Black Hawk County and NaphCare, Inc. have agreed to pay equal shares of a $50,000 settlement to the estate of a prisoner who hanged himself at the county jail.

Michael Adair had an 18-year history of mental illness, including a number of attempted suicides. He was drawing SSI disability payments for his mental condition, had been in and out of mental institutions, and was taking psychotropic medications at the time of his death. He had been held at the Black Hawk County jail for over a year awaiting trial on a burglary charge; security and medical staff were well aware of his mental health problems.

Adair, 33, committed suicide on January 20, 2011. Almost two years later, attorney Thomas Frerichs filed a 42 U.S.C. § 1983 civil rights action in federal district court against Black Hawk County and Sheriff Tony Thompson for violations of Adair’s rights under the Eighth and Fourteenth Amendments. The laundry list of violations accused the jail of failing to provide adequate suicide prevention measures, failing to provide adequate medical and mental health care, inferior screening procedures and inadequate physician oversight. The complaint noted that the jail presented “substantial barriers” for prisoners to access mental health services, that solitary confinement was improperly used for mentally ill prisoners, and that the jail “presented unreasonable opportunities for its inmates such as Michael Adair to injure themselves and commit suicide.”
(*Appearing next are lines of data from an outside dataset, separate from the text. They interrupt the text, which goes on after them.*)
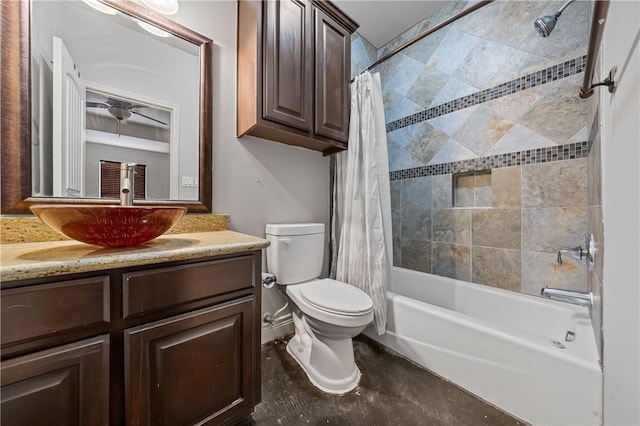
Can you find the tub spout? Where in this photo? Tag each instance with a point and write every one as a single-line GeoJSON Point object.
{"type": "Point", "coordinates": [582, 298]}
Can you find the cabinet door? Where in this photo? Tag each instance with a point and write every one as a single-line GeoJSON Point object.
{"type": "Point", "coordinates": [333, 70]}
{"type": "Point", "coordinates": [67, 385]}
{"type": "Point", "coordinates": [288, 63]}
{"type": "Point", "coordinates": [192, 368]}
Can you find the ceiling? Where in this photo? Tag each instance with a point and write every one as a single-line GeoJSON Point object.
{"type": "Point", "coordinates": [381, 21]}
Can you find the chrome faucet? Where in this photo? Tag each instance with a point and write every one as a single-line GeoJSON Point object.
{"type": "Point", "coordinates": [577, 297]}
{"type": "Point", "coordinates": [127, 178]}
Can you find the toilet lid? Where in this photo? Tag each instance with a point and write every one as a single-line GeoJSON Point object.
{"type": "Point", "coordinates": [335, 296]}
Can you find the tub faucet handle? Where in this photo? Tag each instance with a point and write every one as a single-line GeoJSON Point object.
{"type": "Point", "coordinates": [579, 252]}
{"type": "Point", "coordinates": [576, 252]}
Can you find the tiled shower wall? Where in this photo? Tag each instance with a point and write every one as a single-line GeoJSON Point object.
{"type": "Point", "coordinates": [488, 96]}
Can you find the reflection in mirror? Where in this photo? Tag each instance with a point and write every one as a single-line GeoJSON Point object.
{"type": "Point", "coordinates": [98, 87]}
{"type": "Point", "coordinates": [75, 47]}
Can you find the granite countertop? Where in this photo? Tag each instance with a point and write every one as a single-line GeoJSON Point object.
{"type": "Point", "coordinates": [44, 259]}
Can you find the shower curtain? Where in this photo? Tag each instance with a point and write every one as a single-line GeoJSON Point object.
{"type": "Point", "coordinates": [361, 214]}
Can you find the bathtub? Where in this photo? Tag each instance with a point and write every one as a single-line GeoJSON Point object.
{"type": "Point", "coordinates": [535, 359]}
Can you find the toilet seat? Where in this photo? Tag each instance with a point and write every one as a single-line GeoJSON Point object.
{"type": "Point", "coordinates": [336, 297]}
{"type": "Point", "coordinates": [327, 306]}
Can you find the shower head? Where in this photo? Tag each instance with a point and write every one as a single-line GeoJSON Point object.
{"type": "Point", "coordinates": [545, 24]}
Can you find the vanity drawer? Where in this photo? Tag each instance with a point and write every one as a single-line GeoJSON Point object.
{"type": "Point", "coordinates": [154, 289]}
{"type": "Point", "coordinates": [41, 310]}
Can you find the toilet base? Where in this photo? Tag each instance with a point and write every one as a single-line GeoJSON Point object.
{"type": "Point", "coordinates": [325, 353]}
{"type": "Point", "coordinates": [337, 386]}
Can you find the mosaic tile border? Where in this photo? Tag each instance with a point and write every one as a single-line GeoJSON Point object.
{"type": "Point", "coordinates": [532, 156]}
{"type": "Point", "coordinates": [553, 73]}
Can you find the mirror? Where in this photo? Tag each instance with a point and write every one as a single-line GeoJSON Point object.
{"type": "Point", "coordinates": [151, 106]}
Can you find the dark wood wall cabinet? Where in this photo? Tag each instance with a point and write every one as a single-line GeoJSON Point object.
{"type": "Point", "coordinates": [294, 67]}
{"type": "Point", "coordinates": [173, 343]}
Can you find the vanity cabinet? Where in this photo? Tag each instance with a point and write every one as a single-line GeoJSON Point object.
{"type": "Point", "coordinates": [173, 343]}
{"type": "Point", "coordinates": [294, 66]}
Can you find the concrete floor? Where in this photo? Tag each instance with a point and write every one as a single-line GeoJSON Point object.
{"type": "Point", "coordinates": [392, 391]}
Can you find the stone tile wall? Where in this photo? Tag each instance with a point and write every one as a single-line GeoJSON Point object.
{"type": "Point", "coordinates": [488, 93]}
{"type": "Point", "coordinates": [507, 231]}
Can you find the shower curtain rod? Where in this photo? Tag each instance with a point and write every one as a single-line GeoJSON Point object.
{"type": "Point", "coordinates": [600, 10]}
{"type": "Point", "coordinates": [431, 30]}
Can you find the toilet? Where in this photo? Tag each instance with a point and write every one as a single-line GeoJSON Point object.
{"type": "Point", "coordinates": [327, 313]}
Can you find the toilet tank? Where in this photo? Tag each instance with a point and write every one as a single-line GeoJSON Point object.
{"type": "Point", "coordinates": [296, 251]}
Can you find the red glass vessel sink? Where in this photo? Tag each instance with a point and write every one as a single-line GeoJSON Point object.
{"type": "Point", "coordinates": [109, 226]}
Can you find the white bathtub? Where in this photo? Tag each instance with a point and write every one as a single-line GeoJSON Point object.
{"type": "Point", "coordinates": [498, 345]}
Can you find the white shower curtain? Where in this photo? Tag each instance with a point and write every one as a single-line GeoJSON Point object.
{"type": "Point", "coordinates": [361, 218]}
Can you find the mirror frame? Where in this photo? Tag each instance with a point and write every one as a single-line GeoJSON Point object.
{"type": "Point", "coordinates": [15, 103]}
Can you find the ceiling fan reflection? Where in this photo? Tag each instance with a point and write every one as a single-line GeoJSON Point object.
{"type": "Point", "coordinates": [122, 110]}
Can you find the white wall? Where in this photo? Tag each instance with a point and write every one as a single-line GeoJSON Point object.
{"type": "Point", "coordinates": [254, 180]}
{"type": "Point", "coordinates": [621, 203]}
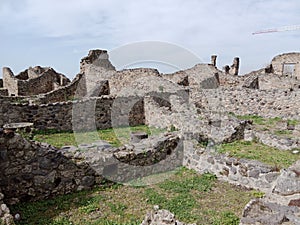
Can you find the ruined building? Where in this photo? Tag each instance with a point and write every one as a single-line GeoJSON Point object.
{"type": "Point", "coordinates": [32, 81]}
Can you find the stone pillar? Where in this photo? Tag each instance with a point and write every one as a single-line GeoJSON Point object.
{"type": "Point", "coordinates": [213, 60]}
{"type": "Point", "coordinates": [234, 69]}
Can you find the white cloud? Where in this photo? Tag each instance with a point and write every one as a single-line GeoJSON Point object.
{"type": "Point", "coordinates": [205, 27]}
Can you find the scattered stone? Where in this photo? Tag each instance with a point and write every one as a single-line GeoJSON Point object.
{"type": "Point", "coordinates": [161, 217]}
{"type": "Point", "coordinates": [258, 211]}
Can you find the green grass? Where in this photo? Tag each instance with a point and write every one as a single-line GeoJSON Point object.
{"type": "Point", "coordinates": [115, 136]}
{"type": "Point", "coordinates": [193, 198]}
{"type": "Point", "coordinates": [260, 152]}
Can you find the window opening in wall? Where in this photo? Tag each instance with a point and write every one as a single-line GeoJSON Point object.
{"type": "Point", "coordinates": [289, 69]}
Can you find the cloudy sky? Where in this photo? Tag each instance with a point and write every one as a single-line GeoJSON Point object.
{"type": "Point", "coordinates": [58, 33]}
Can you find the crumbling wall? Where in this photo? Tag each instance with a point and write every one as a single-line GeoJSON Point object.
{"type": "Point", "coordinates": [36, 171]}
{"type": "Point", "coordinates": [267, 103]}
{"type": "Point", "coordinates": [29, 82]}
{"type": "Point", "coordinates": [203, 76]}
{"type": "Point", "coordinates": [46, 82]}
{"type": "Point", "coordinates": [88, 114]}
{"type": "Point", "coordinates": [10, 82]}
{"type": "Point", "coordinates": [32, 170]}
{"type": "Point", "coordinates": [124, 79]}
{"type": "Point", "coordinates": [248, 173]}
{"type": "Point", "coordinates": [279, 61]}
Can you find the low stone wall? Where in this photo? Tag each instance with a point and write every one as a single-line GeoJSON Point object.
{"type": "Point", "coordinates": [32, 170]}
{"type": "Point", "coordinates": [268, 103]}
{"type": "Point", "coordinates": [36, 171]}
{"type": "Point", "coordinates": [5, 217]}
{"type": "Point", "coordinates": [63, 94]}
{"type": "Point", "coordinates": [88, 114]}
{"type": "Point", "coordinates": [3, 92]}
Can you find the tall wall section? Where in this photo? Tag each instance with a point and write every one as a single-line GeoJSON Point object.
{"type": "Point", "coordinates": [266, 103]}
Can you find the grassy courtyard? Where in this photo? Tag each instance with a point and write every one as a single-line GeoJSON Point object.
{"type": "Point", "coordinates": [115, 137]}
{"type": "Point", "coordinates": [191, 197]}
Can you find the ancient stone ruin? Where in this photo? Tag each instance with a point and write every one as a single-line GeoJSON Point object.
{"type": "Point", "coordinates": [200, 103]}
The lawsuit cited four causes of action that included denial of medical care and deliberate indifference resulting in Adair’s physical pain, mental anguish and emotional distress. The second cause alleged the jail had an unlawful policy, custom and habit “of providing woefully inadequate medical and mental healthcare” to prisoners. Negligence, the third cause of action, claimed that “deputies and nurses failed to exercise” adequate skill, care and knowledge in treating Adair.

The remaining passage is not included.